A divizion (dywizjon) (a word in several European languages, mostly Slavic) is a military unit in some armed branches, usually artillery and cavalry, being an equivalent of battalion. It should be distinguished from division, which is a larger formation. The same word is used in some of these languages for a group of naval vessels (a division in naval usage).

Usage
 Russia / USSR: divizion (дивизион) is an artillery(also anti-aircraft and surface-to-air missile artillery) or cavalry battalion, and also a group of naval vessels. It was also used in relation to air force units and armoured train units. (An equivalent of a division is divizya (дивизия) in Russian.) 
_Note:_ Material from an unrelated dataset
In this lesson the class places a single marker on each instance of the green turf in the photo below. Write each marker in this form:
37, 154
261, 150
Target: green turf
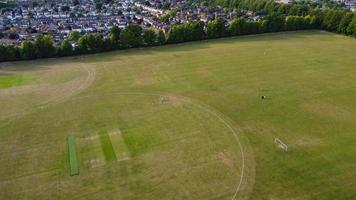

 Poland: dywizjon is an artillery or cavalry battalion, including armoured cavalry, and also a group of naval vessels. It was also used in relation to air force units (e.g. "dywizjon 303" - "303 squadron" in RAF during WW II) and armoured train units. An equivalent of a division is dywizja in Polish.)
 Yugoslavia and successor countries: term divizion or дивизион (also spelled "divizijun") is used instead of battalion in artillery and anti-aircraft artillery branch but also for naval units of battalion, regiment or brigade size. Croatian Army at some point stopped using term "divizijun" in artillery and anti-aircraft artillery and the same term as in other branches is used instead ("bojna" i.e. "battalion"). Term "divizijun" is still used in Croatian Navy and has an equivalent of a non-commonwealth regiment. (An equivalent of English term "division" is divizija or дивизија in Serbo-Croatian.)
 Bulgaria: divizion (дивизион) is an artillery or rocket artillery battalion, and also a group of naval vessels. (An equivalent of a division is divizya (дивизия) in Bulgarian.)